Por Luiz Neto - Desembargador do TJE-PA, em sua página no facebook
Belém, moça cantada em prosa e verso pelas almas sensíveis. Bela e vilipendiada a cada dia por várias gerações de filhos ingratos. Deixamos transformar seus belos Igarapés em valões fétidos (esgotos a céu aberto). Optamos por uma verticalizacão imobiliária que destruiu e ainda destroi verdadeiras pérolas arquitetônicas, casarios antigos e seus quintais e pomares.
Nossa educação - que é dever da família - nos permite a nós que somos seu povo amante, bela cidade, entulhar suas ruas de lixo, abusar do seus sensíveis ouvidos, destruir sua arborização, sua mata nativa, em prol de um progresso que nada traz de proveitoso a nossa vida urbana, à cidade como um espaço delicioso de viver/conviver.
Deixamos aumentar nosso déficit de civilização para com você e conosco. Estamos nos tornando maus selvagens, perdendo a afeição à bondade intrínseca ao ser humano em seu estado original.
Aí ninguém respeita ninguém. Todos mandam. Ninguém quer obedecer.
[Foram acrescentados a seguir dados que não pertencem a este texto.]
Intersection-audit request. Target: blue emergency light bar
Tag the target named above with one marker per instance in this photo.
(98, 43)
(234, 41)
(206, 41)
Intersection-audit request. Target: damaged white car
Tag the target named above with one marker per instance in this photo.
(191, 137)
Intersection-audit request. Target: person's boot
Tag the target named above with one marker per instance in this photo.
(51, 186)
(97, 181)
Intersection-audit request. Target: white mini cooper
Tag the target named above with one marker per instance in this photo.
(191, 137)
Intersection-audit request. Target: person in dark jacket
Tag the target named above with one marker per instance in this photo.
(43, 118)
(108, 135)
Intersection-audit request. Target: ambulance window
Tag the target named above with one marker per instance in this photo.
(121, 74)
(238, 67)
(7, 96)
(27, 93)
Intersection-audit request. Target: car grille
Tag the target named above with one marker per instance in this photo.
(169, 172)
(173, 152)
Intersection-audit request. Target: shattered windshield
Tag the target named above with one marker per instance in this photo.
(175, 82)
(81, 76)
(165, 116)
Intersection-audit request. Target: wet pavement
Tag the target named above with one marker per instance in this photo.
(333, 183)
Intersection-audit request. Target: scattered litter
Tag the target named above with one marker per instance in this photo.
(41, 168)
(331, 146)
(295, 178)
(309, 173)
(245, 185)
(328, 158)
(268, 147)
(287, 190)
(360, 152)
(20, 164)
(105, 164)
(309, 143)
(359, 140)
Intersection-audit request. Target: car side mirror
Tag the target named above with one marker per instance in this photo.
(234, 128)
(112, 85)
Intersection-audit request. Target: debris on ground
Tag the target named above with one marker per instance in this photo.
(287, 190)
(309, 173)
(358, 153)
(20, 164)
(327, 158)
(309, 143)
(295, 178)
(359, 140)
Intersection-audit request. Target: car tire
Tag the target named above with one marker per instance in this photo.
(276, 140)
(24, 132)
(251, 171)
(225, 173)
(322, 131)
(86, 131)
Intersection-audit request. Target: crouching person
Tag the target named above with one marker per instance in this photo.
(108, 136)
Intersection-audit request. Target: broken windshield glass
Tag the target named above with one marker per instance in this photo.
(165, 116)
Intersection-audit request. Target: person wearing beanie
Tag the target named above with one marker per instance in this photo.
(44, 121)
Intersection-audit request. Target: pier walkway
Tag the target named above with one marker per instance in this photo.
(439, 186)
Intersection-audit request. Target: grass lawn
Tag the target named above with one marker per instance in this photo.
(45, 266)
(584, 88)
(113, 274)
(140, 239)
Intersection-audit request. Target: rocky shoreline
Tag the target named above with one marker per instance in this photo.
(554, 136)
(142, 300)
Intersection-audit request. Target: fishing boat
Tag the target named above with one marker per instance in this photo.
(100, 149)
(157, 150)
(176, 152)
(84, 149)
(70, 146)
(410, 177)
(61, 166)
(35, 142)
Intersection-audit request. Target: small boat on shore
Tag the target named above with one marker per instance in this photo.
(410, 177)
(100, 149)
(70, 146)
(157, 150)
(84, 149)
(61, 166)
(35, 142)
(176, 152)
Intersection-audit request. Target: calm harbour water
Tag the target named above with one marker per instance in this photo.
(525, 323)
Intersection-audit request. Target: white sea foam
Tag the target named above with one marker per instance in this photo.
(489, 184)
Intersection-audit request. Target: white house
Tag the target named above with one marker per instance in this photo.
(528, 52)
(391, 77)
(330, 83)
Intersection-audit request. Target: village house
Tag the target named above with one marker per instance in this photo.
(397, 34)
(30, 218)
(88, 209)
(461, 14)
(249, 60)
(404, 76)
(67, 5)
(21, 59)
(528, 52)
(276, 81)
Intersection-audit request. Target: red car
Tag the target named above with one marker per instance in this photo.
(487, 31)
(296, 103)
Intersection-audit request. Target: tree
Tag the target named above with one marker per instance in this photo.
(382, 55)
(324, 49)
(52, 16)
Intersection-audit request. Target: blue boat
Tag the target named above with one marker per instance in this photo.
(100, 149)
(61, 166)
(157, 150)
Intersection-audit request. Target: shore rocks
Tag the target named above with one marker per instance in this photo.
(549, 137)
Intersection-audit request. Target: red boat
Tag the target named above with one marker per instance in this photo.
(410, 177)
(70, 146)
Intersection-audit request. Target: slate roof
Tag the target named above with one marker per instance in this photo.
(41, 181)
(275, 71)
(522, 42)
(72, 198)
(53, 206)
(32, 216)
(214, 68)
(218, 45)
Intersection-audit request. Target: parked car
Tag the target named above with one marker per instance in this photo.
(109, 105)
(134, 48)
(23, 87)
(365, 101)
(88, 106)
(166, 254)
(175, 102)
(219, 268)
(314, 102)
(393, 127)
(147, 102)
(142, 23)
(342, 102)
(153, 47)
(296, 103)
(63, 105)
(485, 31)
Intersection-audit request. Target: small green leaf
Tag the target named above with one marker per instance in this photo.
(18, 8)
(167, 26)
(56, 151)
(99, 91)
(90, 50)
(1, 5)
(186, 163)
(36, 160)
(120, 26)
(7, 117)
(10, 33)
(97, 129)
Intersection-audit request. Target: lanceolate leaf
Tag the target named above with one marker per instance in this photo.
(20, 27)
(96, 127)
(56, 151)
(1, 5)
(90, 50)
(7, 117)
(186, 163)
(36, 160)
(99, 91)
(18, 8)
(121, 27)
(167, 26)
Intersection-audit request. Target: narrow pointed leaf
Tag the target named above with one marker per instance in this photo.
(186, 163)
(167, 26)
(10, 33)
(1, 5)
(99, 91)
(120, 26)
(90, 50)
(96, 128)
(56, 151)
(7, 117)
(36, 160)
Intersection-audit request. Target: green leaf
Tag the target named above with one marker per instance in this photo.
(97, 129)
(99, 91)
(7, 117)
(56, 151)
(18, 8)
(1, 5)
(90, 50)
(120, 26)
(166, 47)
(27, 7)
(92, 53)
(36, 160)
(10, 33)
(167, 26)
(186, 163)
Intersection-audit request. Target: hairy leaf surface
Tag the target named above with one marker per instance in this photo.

Temos crise de autoridades. Posturas não existem. Todos fazem o que querem sob a benevolência de quem deve fiscalizar, impedir.
Mas você, Belém, sobrevive a esse caos e à degradação, em todos o sentidos, que estamos a lhe impor.
Você sobrevive porque sua generosidade para conosco é maior, bem maior, do que as atrocidades, diárias, que lhe impomos.
Alguém haverá de lhe salvar. Seu povo (nós) não percebeu isto ainda. E vamos alastrando nossa selvageria por onde passamos. Eu me recuso a acreditar que não temos jeito como seres humanos, como cidadãos.
Que o seu derradeiro grito de ajuda ainda possa ser ouvido por todos nós como um chamado à conscientização e ao ainda possível renascimento.
Que haja beleza em Atenas! Que haja beleza em Belém. Em todos os sentidos. Você clama por isto. Clamamos por isto. Desculpa e Parabéns minha amada Belém!!